Gold Standards and Attention Checks
How to use gold-standard items and attention checks to catch low-quality annotators and keep a project calibrated, with Potato configuration.
Gold standards and attention checks are items where you already know the correct answer. Mixing them into the stream lets you measure each annotator's accuracy and catch people who are rushing, confused, or gaming the task. They are the front line of annotation quality control, especially in crowdsourcing.
Gold standards
A gold-standard item has an expert-verified answer. Sprinkle them in and compare each annotator's response against the known answer to get a per-person accuracy score. Gold items can be silent (used only for scoring) or give immediate feedback (used for training).
gold_standards:
enabled: true
items_file: "gold_standards.json"
mode: mixed # silent scoring + occasional feedback
frequency: 20 # roughly one gold item per 20Build your gold set from the unambiguous cases your guidelines settled.
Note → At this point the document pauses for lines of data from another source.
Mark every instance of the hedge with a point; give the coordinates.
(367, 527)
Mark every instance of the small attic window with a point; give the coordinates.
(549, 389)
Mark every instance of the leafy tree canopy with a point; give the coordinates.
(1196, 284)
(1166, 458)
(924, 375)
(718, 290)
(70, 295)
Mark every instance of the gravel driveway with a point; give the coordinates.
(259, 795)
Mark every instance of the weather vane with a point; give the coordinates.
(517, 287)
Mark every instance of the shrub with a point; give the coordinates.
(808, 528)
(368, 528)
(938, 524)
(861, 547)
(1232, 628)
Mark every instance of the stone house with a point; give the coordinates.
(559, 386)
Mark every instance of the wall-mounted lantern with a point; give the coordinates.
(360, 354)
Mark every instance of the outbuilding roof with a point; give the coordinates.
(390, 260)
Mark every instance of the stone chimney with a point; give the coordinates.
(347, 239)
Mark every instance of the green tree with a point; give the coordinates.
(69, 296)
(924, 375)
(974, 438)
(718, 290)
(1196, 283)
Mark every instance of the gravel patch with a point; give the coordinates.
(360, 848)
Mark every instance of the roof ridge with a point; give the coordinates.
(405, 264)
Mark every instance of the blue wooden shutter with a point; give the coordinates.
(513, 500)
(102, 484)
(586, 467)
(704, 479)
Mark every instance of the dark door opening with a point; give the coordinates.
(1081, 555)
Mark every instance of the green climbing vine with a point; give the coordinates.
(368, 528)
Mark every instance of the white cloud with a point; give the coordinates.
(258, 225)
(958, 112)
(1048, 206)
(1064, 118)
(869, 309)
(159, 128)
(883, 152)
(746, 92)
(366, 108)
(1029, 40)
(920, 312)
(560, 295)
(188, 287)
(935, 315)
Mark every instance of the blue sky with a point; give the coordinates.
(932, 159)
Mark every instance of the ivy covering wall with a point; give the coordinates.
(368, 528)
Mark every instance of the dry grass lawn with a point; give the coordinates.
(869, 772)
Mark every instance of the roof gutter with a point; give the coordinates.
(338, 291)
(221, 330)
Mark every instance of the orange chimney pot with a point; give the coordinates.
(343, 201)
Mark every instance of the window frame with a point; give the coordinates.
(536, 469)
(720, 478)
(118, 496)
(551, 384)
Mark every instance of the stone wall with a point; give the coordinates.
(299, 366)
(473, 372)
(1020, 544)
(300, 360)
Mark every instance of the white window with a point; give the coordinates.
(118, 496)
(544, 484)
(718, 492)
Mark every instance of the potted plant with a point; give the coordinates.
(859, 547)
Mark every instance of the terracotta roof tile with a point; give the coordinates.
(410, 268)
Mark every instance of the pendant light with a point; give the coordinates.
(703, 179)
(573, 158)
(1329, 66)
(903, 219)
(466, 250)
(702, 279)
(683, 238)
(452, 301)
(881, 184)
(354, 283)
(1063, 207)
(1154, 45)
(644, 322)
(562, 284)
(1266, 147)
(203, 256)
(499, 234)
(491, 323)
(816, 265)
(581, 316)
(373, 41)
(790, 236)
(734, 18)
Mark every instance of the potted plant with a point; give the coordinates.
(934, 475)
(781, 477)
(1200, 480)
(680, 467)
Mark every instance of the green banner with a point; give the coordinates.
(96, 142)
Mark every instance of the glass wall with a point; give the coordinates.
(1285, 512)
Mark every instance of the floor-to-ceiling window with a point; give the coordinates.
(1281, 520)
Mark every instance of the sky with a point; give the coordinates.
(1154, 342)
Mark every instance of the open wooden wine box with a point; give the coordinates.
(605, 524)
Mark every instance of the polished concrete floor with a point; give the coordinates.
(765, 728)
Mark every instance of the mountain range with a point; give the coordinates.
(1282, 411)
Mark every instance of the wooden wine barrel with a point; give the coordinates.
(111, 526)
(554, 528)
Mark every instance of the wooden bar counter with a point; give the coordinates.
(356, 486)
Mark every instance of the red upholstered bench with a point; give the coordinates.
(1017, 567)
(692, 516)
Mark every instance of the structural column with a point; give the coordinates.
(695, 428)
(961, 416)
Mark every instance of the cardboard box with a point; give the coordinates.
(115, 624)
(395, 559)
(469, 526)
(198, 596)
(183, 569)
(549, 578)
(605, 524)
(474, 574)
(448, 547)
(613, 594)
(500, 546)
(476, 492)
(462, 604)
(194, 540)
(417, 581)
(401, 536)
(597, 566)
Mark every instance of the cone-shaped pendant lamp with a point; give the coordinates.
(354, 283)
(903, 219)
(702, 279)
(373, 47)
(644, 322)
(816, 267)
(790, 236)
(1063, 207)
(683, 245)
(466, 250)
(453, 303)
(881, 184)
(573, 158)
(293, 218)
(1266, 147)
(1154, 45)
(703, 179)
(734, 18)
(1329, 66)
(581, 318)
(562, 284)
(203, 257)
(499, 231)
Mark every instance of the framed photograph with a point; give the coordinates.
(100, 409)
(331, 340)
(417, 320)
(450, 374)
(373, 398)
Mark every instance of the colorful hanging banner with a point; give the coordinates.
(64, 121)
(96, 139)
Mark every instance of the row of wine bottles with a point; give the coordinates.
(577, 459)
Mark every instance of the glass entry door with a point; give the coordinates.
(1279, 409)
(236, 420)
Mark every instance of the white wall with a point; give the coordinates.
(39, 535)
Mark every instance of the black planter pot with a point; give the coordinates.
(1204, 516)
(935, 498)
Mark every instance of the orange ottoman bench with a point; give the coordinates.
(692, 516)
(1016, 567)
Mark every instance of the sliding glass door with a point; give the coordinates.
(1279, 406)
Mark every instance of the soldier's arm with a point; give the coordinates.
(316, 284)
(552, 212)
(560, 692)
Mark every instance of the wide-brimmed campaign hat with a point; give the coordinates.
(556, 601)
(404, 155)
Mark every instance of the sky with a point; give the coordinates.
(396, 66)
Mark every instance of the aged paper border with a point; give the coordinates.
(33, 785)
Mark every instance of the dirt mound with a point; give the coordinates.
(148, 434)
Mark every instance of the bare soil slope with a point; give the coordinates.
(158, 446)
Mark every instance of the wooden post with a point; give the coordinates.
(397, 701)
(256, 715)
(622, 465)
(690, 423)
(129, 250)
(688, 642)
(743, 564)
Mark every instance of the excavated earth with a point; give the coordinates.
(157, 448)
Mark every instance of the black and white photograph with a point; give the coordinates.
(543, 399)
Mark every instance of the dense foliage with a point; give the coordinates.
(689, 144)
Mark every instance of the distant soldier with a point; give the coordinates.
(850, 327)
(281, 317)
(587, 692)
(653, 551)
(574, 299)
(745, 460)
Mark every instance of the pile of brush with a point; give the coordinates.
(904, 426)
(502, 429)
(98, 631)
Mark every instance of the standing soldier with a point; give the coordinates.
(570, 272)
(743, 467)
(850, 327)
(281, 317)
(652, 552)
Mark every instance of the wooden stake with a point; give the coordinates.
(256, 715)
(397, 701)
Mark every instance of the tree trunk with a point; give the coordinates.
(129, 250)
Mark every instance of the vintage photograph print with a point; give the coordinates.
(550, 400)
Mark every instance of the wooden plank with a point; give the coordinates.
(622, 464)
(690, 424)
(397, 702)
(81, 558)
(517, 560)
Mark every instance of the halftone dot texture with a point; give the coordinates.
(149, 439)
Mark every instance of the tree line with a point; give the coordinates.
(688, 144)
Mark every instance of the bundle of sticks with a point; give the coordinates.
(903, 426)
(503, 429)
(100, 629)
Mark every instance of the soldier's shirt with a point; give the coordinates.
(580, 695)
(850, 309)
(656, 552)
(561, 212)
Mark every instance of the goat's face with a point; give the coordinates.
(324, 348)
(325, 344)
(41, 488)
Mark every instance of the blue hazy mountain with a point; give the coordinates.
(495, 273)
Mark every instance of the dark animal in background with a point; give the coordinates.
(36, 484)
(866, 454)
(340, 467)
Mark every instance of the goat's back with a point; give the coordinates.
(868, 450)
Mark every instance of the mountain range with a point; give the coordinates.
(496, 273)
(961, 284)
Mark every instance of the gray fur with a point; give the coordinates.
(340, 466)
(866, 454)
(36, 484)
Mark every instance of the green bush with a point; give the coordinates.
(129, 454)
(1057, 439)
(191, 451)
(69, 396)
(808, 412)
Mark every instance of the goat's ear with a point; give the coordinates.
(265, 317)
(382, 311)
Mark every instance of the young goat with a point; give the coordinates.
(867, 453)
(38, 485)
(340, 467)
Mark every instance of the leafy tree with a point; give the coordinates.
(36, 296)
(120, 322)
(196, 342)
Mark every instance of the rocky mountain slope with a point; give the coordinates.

Don't use genuinely ambiguous items as gold, you'll punish good annotators for reasonable choices.
Attention checks
An attention check is an item with an obvious, instruction-embedded answer ("Select 'Disagree' for this item"). It catches annotators who aren't reading. Potato can also flag suspicious timing, answers submitted faster than a human could read.
attention_checks:
enabled: true
items_file: "attention_checks.json"
frequency: 10Using the signal
- Set a passing accuracy threshold. Annotators below it can be retrained or excluded.
- Combine with a training phase. Require a passing score on gold items before live work begins.
- Don't over-check. Too many checks annoy good annotators and inflate cost. A small, steady rate is enough.
For estimating annotator competence and inferring labels from disagreement statistically, see Adjudication and Disagreement and Potato's MACE support.